Off the Grid — If you were really paranoid you could live off the grid. Chances are that while most cities in the world advance to a point where everything is monitored, there will still be areas where it won’t be the case. Montana, Michigan, Alaska and Oregon may find themselves the refuge for people wishing to remain anonymous. It may even get to the point where these states will set up specific laws protecting privacy in order to encourage people to move there. Oregon is sales-tax free, why not security-cam free? Of course the government may reduce federal funding to such states in order to force them to comply, much like they did with lowering the drinking age and their funding for state roads.

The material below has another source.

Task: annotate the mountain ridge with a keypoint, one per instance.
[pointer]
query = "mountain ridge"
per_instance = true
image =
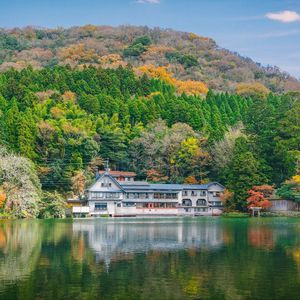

Protective Clothing — What ski masks do for cameras today, devices like this may soon evolve to do the same thing. Your phone could act as a camera-jammer, making you appear as a fuzzy spot on any camera pointed at you (make sure to turn it off for family photos). Your clothing itself could be designed to change color for cameras as well as attract any dead skin cells your body sheds during the day so you don’t leave a trail of DNA wherever you go. Your shoes could be programmed to change their outward size so footprints become unreliable, hats could change logos between a hundred different sports teams, and glasses could include a holographic display which make your eyes seem to change color.
Personal Data Miners — Instead of virus’ attacking websites for the purpose of shutting them down and wreaking havoc, you may be able to hire someone to create a virus to protect your privacy. All data logged by websites about you and your habits (shopping, visits, social habits) could be wiped out by your own personal virus. Even government files about you might be susceptible to being erased — your Social Security Number (if Social Security still exists in the future) and tax info would be the only thing remaining. Nothing would come back to you, the hacker lives in Serbia and you made sure the money couldn’t be tracked back to you. Everything about you could be reset back to zero.
Privacy Terrorists — With privacy lovers feeling helpless to stop the wave of technology invading our lives (facial recognition software, iris scans, security cams), they may decide that going to the courts is useless (it is) and take matters into their own hands. Whereas the Earth Liberation Front fights crimes against nature, a new group may be formed specifically targeting electronic devices. Security cameras would be shot, iris-scanning billboards would be smashed, and websites would be hacked and erased. Any threat perceived by these groups as an invasion of their privacy might fall victim to a violent attack.